Now please let me tell you what is involved in pulling off a pee squat when you're a 7-year-old girl with no peeing-in-the-woods experience: It means you're completely exposed by the time you've gotten your bathing suit down to the necessary level. It was when I was in this exposed state that I realized that the tree in front of me was also covered in spiders.
That's when the shouts for my dad and the tears began. My dad lumbered back up the hill to see me half-naked and doing a kind of weird spider avoidance dance.
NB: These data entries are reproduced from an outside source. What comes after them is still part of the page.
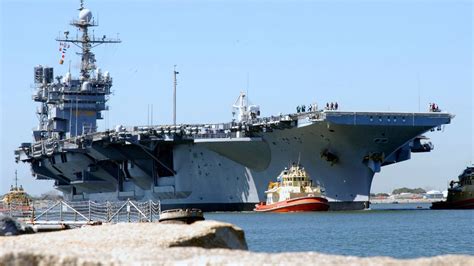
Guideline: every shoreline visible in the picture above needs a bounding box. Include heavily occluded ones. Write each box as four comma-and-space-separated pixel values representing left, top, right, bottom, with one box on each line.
370, 199, 442, 204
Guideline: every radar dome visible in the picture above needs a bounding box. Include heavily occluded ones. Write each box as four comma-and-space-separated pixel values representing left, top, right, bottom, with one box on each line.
79, 9, 92, 22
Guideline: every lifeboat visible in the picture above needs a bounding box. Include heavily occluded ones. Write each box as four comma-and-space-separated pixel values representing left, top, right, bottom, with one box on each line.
254, 163, 329, 212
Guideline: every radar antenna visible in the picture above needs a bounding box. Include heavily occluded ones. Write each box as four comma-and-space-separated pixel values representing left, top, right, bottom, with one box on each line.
56, 0, 121, 80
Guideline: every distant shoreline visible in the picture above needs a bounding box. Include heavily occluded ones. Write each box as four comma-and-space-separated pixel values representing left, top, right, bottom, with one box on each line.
370, 198, 442, 204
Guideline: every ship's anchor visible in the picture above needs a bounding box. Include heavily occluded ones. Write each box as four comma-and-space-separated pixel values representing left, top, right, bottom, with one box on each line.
363, 152, 385, 173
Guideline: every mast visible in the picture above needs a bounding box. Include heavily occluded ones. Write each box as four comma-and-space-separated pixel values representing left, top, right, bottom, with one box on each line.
14, 170, 18, 189
56, 0, 121, 80
173, 65, 179, 126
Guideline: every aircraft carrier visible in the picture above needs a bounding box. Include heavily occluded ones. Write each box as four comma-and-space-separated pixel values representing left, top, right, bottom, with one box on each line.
15, 2, 453, 211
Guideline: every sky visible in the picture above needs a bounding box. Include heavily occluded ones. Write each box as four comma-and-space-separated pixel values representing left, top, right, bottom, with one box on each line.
0, 0, 472, 196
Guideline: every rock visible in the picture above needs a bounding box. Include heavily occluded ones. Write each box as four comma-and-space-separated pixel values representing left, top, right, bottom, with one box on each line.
0, 220, 472, 265
0, 220, 247, 265
0, 220, 247, 248
0, 214, 35, 236
168, 221, 246, 249
0, 214, 20, 236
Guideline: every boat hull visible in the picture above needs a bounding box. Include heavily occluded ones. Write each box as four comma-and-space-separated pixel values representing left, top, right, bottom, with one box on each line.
430, 198, 474, 210
254, 197, 329, 212
0, 206, 33, 217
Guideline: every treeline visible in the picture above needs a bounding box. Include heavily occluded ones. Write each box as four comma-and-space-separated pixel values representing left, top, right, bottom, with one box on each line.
371, 188, 427, 196
392, 187, 426, 195
370, 193, 389, 197
30, 191, 64, 201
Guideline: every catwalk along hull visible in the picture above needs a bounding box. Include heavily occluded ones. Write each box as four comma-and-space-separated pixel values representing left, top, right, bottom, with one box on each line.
16, 111, 452, 211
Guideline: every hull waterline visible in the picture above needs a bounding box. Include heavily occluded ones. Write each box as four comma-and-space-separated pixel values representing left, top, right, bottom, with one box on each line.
431, 198, 474, 210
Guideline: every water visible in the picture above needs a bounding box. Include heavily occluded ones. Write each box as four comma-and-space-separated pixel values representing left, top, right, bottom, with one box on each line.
206, 203, 473, 258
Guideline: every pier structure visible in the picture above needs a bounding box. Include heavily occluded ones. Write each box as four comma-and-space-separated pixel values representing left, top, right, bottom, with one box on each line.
1, 199, 162, 231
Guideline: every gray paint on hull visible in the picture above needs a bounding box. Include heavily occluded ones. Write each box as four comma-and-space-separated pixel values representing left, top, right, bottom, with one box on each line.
83, 121, 434, 206
25, 111, 450, 211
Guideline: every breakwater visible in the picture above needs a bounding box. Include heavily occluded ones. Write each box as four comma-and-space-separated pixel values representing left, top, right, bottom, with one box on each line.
1, 221, 472, 265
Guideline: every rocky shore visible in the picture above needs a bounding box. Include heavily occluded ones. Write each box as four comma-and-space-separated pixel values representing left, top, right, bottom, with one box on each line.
1, 220, 472, 265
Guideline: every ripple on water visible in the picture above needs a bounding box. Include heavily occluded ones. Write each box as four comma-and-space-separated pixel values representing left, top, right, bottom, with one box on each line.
206, 203, 474, 258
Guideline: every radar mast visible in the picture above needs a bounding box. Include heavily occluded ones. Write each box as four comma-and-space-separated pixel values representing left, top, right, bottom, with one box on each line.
31, 0, 121, 140
55, 0, 121, 80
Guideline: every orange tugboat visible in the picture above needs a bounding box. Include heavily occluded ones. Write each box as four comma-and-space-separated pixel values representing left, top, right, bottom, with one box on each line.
431, 166, 474, 209
254, 163, 329, 212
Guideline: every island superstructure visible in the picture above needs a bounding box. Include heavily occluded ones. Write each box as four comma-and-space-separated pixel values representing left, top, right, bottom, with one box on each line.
15, 2, 453, 211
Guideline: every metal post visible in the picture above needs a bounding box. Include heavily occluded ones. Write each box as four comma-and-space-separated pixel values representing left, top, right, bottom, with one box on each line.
69, 97, 73, 134
127, 199, 131, 223
149, 200, 152, 222
75, 97, 78, 136
106, 201, 110, 222
30, 203, 35, 223
115, 204, 119, 223
173, 65, 179, 126
59, 201, 63, 221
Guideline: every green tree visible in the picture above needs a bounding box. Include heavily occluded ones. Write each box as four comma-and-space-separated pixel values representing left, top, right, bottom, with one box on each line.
392, 187, 426, 194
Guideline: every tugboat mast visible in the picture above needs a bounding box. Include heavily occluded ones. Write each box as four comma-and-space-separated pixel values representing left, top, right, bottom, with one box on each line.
14, 170, 18, 189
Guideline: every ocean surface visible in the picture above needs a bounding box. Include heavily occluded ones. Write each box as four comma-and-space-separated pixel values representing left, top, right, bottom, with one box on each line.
206, 203, 473, 258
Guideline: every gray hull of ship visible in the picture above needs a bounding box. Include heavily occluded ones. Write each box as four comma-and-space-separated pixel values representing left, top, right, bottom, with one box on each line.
19, 111, 451, 211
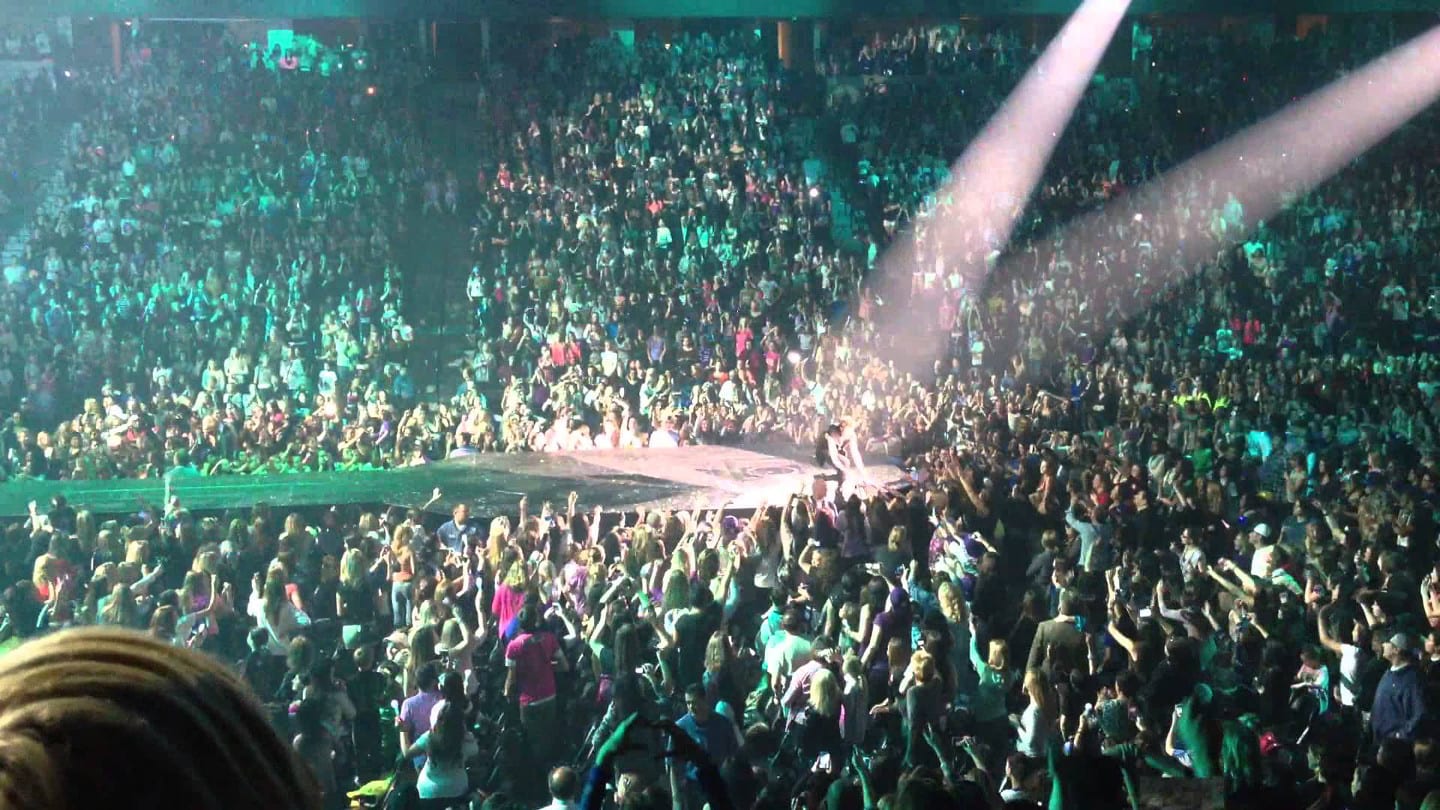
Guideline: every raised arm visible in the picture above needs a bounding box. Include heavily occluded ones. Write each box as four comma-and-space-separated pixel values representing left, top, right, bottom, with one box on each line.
1206, 564, 1255, 607
1107, 610, 1140, 661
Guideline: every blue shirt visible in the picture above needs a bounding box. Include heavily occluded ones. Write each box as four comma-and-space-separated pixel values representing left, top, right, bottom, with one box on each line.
436, 519, 474, 554
675, 711, 739, 779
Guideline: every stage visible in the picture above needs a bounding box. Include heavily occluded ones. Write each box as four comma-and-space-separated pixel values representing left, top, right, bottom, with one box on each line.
0, 445, 907, 519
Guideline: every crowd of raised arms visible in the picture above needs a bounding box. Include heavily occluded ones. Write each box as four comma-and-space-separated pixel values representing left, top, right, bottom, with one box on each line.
1, 14, 1440, 810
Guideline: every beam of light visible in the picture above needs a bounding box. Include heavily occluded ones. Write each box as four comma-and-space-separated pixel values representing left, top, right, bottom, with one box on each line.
869, 0, 1131, 366
987, 23, 1440, 378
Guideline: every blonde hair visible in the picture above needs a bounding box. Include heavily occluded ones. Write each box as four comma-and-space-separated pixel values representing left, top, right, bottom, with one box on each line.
99, 584, 136, 628
178, 571, 209, 610
809, 668, 841, 718
986, 639, 1009, 672
339, 548, 367, 589
704, 632, 732, 674
887, 525, 908, 553
661, 568, 689, 612
842, 651, 865, 682
191, 548, 220, 576
282, 513, 306, 538
414, 600, 440, 629
0, 627, 320, 809
75, 511, 97, 551
886, 636, 911, 672
390, 524, 414, 557
356, 512, 379, 537
630, 525, 657, 562
910, 649, 937, 685
486, 518, 510, 574
30, 556, 57, 594
937, 581, 967, 624
489, 516, 511, 542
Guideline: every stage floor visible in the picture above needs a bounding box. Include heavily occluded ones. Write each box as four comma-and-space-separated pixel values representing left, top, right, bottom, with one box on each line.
0, 445, 906, 519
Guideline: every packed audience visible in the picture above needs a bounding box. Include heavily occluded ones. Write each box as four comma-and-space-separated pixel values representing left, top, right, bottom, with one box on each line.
0, 28, 430, 479
0, 60, 59, 219
823, 26, 1030, 78
0, 22, 58, 62
0, 15, 1439, 810
455, 31, 851, 455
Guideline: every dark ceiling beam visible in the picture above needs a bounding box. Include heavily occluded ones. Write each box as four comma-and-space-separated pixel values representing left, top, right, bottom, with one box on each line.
13, 0, 1437, 21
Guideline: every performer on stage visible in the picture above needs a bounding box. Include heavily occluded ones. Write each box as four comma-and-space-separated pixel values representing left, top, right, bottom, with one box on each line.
819, 420, 866, 481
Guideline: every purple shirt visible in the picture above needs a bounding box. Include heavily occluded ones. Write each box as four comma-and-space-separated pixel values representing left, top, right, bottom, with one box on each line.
399, 689, 442, 765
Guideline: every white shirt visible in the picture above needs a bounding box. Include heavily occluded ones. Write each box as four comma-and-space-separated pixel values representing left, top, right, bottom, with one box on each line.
1338, 644, 1362, 708
1249, 543, 1276, 578
599, 349, 620, 377
1180, 546, 1206, 583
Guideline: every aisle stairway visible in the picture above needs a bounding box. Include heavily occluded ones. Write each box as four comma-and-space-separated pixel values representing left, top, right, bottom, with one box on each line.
1, 122, 78, 272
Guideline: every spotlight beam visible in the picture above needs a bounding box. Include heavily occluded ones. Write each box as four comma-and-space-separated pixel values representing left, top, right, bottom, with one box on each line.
871, 0, 1132, 361
989, 23, 1440, 373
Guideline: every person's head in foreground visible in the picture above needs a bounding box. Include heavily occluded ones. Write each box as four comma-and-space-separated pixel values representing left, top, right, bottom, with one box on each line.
0, 627, 320, 810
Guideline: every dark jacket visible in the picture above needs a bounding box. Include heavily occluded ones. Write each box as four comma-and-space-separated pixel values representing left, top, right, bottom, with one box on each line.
1028, 616, 1087, 672
1372, 663, 1426, 742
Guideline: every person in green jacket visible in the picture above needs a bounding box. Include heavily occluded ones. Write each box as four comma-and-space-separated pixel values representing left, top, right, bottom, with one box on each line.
968, 612, 1015, 772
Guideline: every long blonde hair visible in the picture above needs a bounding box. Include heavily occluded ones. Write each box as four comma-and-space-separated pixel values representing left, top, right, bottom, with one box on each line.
0, 627, 320, 809
809, 668, 841, 718
842, 651, 867, 706
486, 517, 510, 573
339, 548, 367, 589
937, 580, 968, 625
99, 584, 137, 628
74, 511, 97, 552
30, 556, 58, 594
390, 524, 414, 557
660, 568, 689, 612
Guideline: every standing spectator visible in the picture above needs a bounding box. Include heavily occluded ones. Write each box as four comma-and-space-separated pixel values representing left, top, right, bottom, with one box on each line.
505, 605, 569, 792
401, 698, 478, 808
1027, 591, 1087, 671
674, 684, 740, 785
1373, 632, 1428, 744
399, 662, 444, 767
437, 502, 474, 555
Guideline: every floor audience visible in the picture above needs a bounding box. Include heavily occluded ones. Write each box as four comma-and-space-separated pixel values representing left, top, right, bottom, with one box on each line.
0, 16, 1436, 810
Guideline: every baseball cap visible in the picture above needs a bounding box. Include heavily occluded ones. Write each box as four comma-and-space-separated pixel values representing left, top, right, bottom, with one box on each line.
1388, 629, 1417, 650
1252, 523, 1272, 539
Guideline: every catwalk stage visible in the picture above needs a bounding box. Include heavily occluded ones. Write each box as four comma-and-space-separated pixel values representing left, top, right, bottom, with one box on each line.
0, 445, 907, 519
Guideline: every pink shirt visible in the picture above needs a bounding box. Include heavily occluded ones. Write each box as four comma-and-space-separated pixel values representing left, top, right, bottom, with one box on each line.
491, 584, 527, 631
735, 328, 753, 358
505, 632, 560, 706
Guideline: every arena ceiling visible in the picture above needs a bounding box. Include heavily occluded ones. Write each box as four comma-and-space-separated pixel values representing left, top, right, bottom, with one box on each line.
10, 0, 1440, 19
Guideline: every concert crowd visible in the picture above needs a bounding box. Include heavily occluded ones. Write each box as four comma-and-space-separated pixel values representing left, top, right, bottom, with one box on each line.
0, 15, 1438, 810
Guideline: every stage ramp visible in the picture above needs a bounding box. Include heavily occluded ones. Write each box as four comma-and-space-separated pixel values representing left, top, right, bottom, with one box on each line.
0, 445, 905, 519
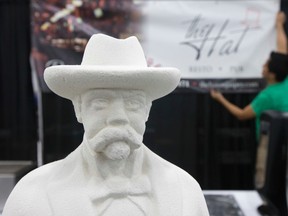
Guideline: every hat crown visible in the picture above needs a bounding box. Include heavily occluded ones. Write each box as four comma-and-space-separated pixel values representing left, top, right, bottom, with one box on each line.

The poor man did the only thing he could think of (the only thing that would get him to the end of that 15 miles): He held me up above the ground, facing away from the spider-infested tree and DEMANDED that I pee. And lucky for me, about three canoes from our group passed by at this precise moment and they all somehow managed to spot us up on the hill. (Yeah, thanks for picking such a *secluded* spot, dad.) There were shouts of, "Hey, whatcha guys doing up there?" and a lot of laughter.
When you have an experience like this, you've got no choice but to learn how to perfect the pee squat. I've done that. But the spiders ... I still can't get over the spiders.

2 comments:

june cleaver said...

oh, I remember it well... I was there, and I have held my daughters in the same manner that you dad-God love him-held you so long ago. I remember you peeing... I remember you almost kissing Chris Cash.. I remember you throwing you brother's underpants on the lamp in his room in the house in Ludington and I remember him getting in trouble for it... I remember Dr. Ruth... I remember everything. Why? Because I was there... and I love you more then life itself! -Crissy

joe said...

Very funny. That's always been one of my favorite Kathleen stories!